Jerusalem? Whatever significance, things are not so clear. “ihr/עיר = city” is a “watch-tower, a fort”, i.e. a small place that has to be defended or to welcome or reject the refugees, the fugitives, and the enemies that turn to allied. It was limited, and restricted and its narrow roads show the proximity of tribal life in new town settlements. Bethlehem and Jericho are told to be 10 000 years old. Who really can fathom this at present?
The name of Jerusalem, the “city of Peace, of the Dual Peaces (from Above and from Below) depicts a city of large human, spiritual, cultural, historic, and meta-historic scopes and prospects. It is more structured than a “yishuv/ישוב” (settlement, the word has been used for the first Jewish groups in 1917). The name deals with the second meaning of “Ihr/עיר, which, from another root means “an angel, a protector. Life was not sure, insecure, hard, and often cruel. Survival was also a challenge. Many people in the region and in the Middle East do remember this as they keep in mind that famine could ravage the population and reduce it drastically. This may explain why Israelis love “noshing”, eating a piece of something every hour or so.

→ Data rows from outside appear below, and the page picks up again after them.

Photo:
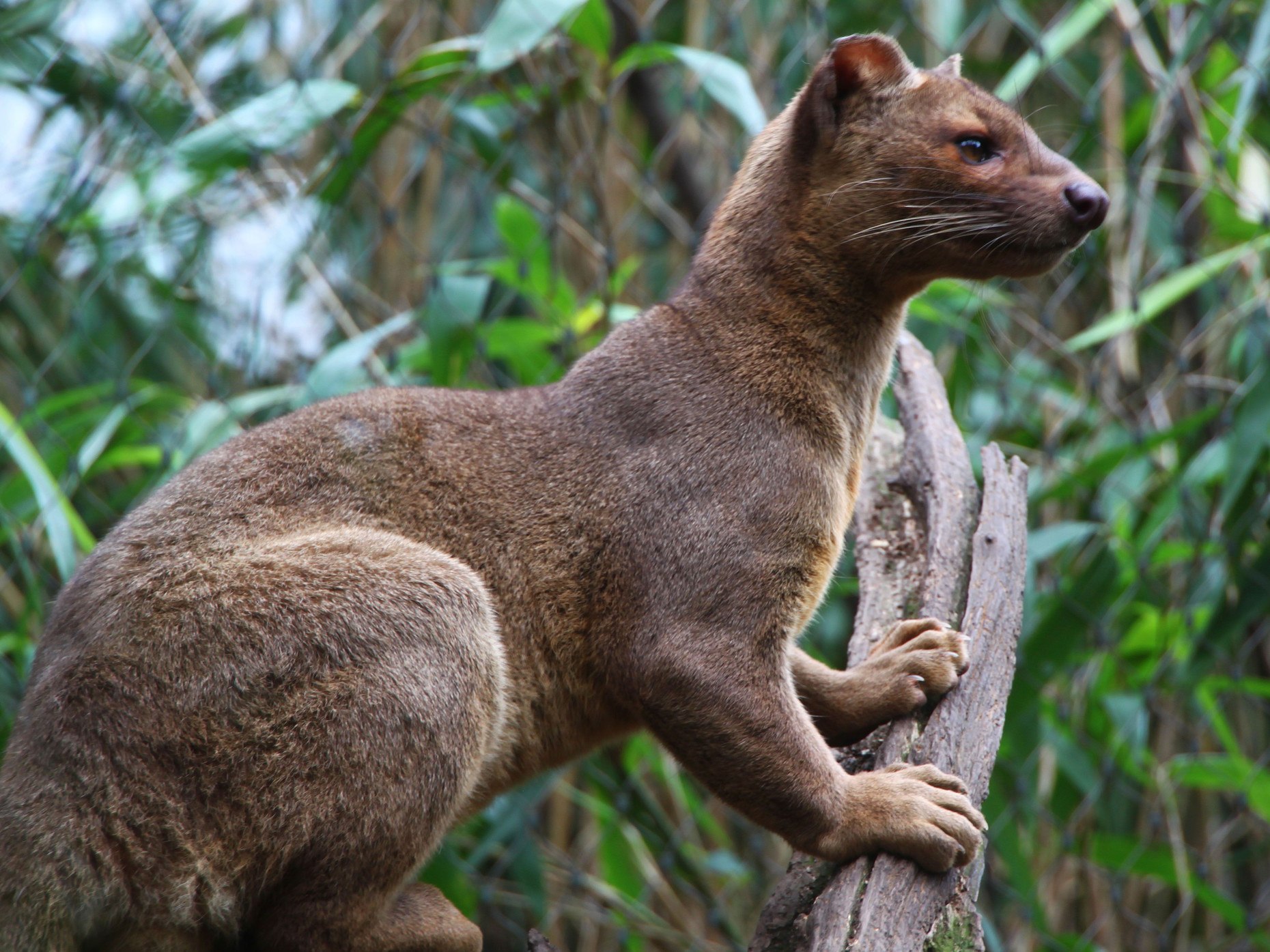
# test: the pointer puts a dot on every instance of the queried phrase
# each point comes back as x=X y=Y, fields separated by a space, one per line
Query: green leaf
x=619 y=862
x=63 y=527
x=453 y=308
x=1250 y=435
x=266 y=124
x=728 y=84
x=724 y=81
x=593 y=28
x=1165 y=293
x=341 y=370
x=1226 y=773
x=432 y=69
x=1053 y=44
x=1051 y=540
x=1256 y=72
x=517 y=27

The Old City is the “antique City – Ha’Ir HaAtiqah/העיר העתיקה. It fascinates, attracts and most of the Israeli visitors are “lost” and start calling their friends (“Where are you?/איפה את-ה?” is still the motto for the group that climbs up to the very heart of the multicultural city.
The Old City changes all the time. You can feel the influences, new inhabitants, these move in while others leave silently.
The Old City of Jerusalem has been seized by all sorts of powers over the ages, mostly the Ottomans – twice four centuries -, the British and the Jordanians.
In June 1967, more than two million Jews and others visited the place and went to the Western Wall. This remains an incredible image of how suddenly two thousand years had reached a deadline and new starts were in view.
Streets? The Via Dolorosa/Way of the Cross, the suffering of Jesus of Nazareth is not exact and we do not really know where it wanders around. Ararat Street is a narrow street that runs down the Armenian Quarter to the Syriac Orthodox Monastery of Saint Mark. Both communities have been present there over the full two thousand years of the Christian era. In AD 638, when Jerusalem was put on fire by the Persians, the Greek Orthodox patriarch of Jerusalem fled to Constantinople and the Armenians assigned a local patriarch to defend the local Christians.
Today, the Jews are back, not only in the beautiful Jewish Quarter but a bit everywhere in a place that encompasses all desires, faiths, creeds, religions, humanities, and ways of living that conquered the continents.